A snow day, for example, can prompt a two-and-a-half month delay before Layton has a chance to meet again with everyone in his department.
"The model is just ... dysfunctional with the slightest bump," he said.
Layton said the feedback from teachers has been consistent across grade levels and buildings in the district: "There is so much more we need to be doing."
"That was really reassuring," he added.
Expanding staff training time isn't exactly a new topic in the school district. It came up during contract negotiations last year with the Bainbridge Island Education Association, and both the district and the union agreed more time was needed for professional development if education in the district is to improve.
Bang-Knudsen said the recent survey showed that 70 percent of teachers agreed or strongly agreed that a weekly early-release schedule was preferred.
The weekly early-release model is common in neighboring districts and school systems across the state.
Some teachers on Bainbridge have been exposed to the proposed model in other districts, Layton said.
Their response: "Trust me, it's going to be much more effective to meet our goals," Layton recalled.
Bang-Knudsen noted that 60 percent of the parents who responded to the survey supported the change.
Still, questions remain.
Bang-Knudsen said there were about 40 percent who expressed concerns about the change, and 22 percent were strongly against it.
The most concerned, he said, are the parents of the youngest students in the district and those who have childcare issues.
Some have asked officials why they don't just start school later in the day, rather than let students out early.
Bang-Knudsen said that would limit staff training time, because it could't be extended when needed because classes would be starting. Having staff training at the end of the day avoids that pitfall. Some parents may also have trouble arranging before-school childcare.

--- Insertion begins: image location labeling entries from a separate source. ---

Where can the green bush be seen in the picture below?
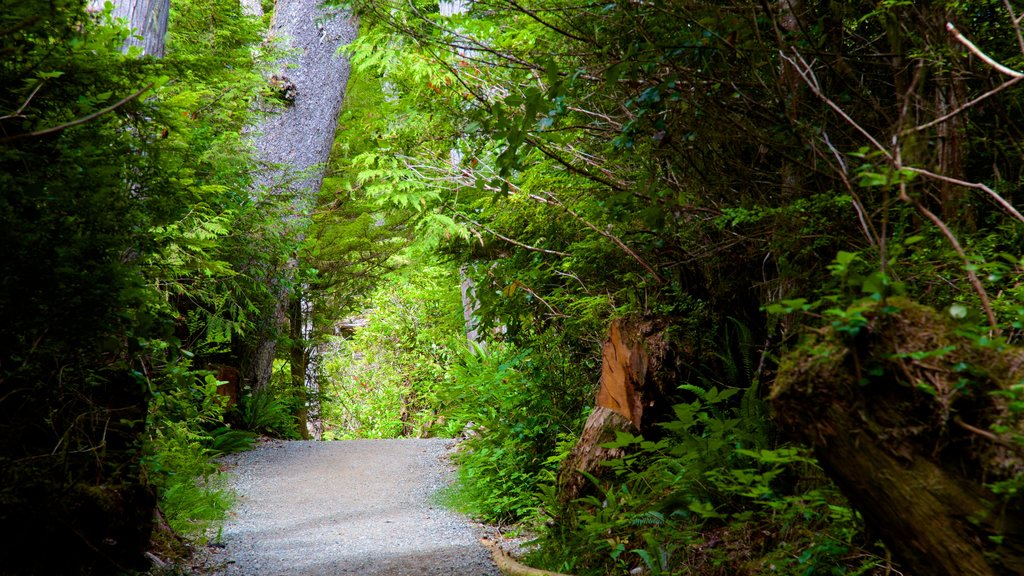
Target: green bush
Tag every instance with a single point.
(709, 497)
(265, 411)
(512, 403)
(384, 380)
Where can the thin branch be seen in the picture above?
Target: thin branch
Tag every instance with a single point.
(967, 106)
(1017, 25)
(610, 237)
(998, 199)
(519, 244)
(78, 122)
(25, 105)
(546, 24)
(805, 72)
(951, 238)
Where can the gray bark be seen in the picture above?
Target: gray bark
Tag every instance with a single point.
(294, 141)
(146, 18)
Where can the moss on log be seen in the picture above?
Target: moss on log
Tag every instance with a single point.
(903, 413)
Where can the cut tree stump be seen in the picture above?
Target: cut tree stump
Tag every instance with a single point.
(901, 415)
(637, 370)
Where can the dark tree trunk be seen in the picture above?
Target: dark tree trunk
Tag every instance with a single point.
(146, 17)
(900, 417)
(298, 363)
(294, 142)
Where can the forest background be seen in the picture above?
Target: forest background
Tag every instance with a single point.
(797, 216)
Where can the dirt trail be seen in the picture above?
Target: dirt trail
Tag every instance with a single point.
(363, 507)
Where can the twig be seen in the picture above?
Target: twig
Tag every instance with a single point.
(519, 244)
(977, 51)
(1017, 24)
(998, 199)
(79, 121)
(967, 106)
(971, 275)
(25, 105)
(610, 237)
(805, 72)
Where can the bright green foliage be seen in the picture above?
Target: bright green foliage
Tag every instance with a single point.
(699, 163)
(135, 257)
(384, 381)
(519, 423)
(268, 411)
(708, 497)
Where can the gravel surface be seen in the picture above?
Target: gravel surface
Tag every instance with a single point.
(365, 506)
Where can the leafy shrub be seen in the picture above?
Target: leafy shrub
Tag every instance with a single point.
(384, 380)
(512, 400)
(707, 498)
(266, 412)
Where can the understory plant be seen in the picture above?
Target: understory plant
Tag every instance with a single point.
(384, 379)
(711, 496)
(518, 423)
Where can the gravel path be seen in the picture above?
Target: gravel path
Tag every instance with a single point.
(361, 506)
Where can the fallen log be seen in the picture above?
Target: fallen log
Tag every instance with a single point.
(916, 424)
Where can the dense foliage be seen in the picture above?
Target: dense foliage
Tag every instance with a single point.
(136, 258)
(739, 171)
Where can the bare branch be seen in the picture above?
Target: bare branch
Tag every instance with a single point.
(967, 106)
(977, 51)
(515, 243)
(951, 238)
(78, 122)
(610, 237)
(1017, 25)
(978, 186)
(807, 74)
(17, 114)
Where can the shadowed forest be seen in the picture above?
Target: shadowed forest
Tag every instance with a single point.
(707, 288)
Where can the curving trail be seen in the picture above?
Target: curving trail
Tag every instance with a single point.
(365, 507)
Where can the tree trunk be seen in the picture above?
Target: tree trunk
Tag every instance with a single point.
(294, 142)
(899, 416)
(298, 363)
(147, 19)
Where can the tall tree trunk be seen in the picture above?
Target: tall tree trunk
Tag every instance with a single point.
(294, 144)
(147, 18)
(299, 361)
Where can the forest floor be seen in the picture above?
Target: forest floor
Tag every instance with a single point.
(366, 506)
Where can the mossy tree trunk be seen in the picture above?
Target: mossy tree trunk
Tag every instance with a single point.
(637, 369)
(900, 413)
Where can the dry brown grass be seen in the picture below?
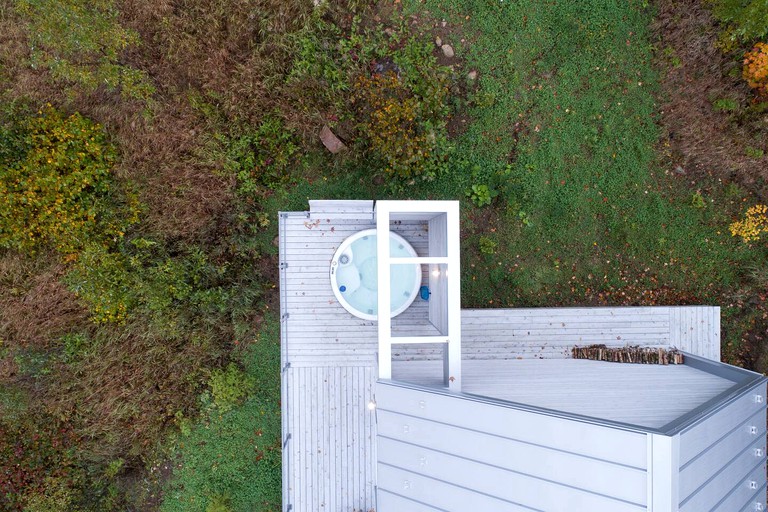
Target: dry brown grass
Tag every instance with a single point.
(35, 307)
(122, 395)
(705, 142)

Others asked if early-release days could be moved from Wednesdays to Fridays.
The problem there, Bang-Knudsen said, is that many teachers are involved in extracurricular activities or sports on Fridays, so they would miss out on collaborative training meetings.
Bang-Knudsen said there also appears to be some confusion over training days versus teacher planning periods.
In planning periods, teachers are grading papers, preparing lessons, responding to emails or messages from parents or wrapping up other work.
It's not time spent learning a new curriculum or a new strategy, said Bang-Knudsen.
"It really is an oil-and-water issue," Layton agreed.
Much of his planning period is used for contacting parents, answering 15 or more emails a day, he said.
One thing is certain for the staff, Layton added.
While collaboration time is important, teachers don't want the switch to hurt how much time they have to actually teach.
"They have been very, very clear: You do not touch how many minutes I have in front of my kids," Layton said.
That said, if the district wants to maintain 1,000 hours of instruction, it may need to add another five to 10 minutes of instruction time per day if the change is approved.
Bang-Knudsen said a hard proposal for changing the early-release schedule will be developed and presented for the board and the community. The hope is to launch the change next year.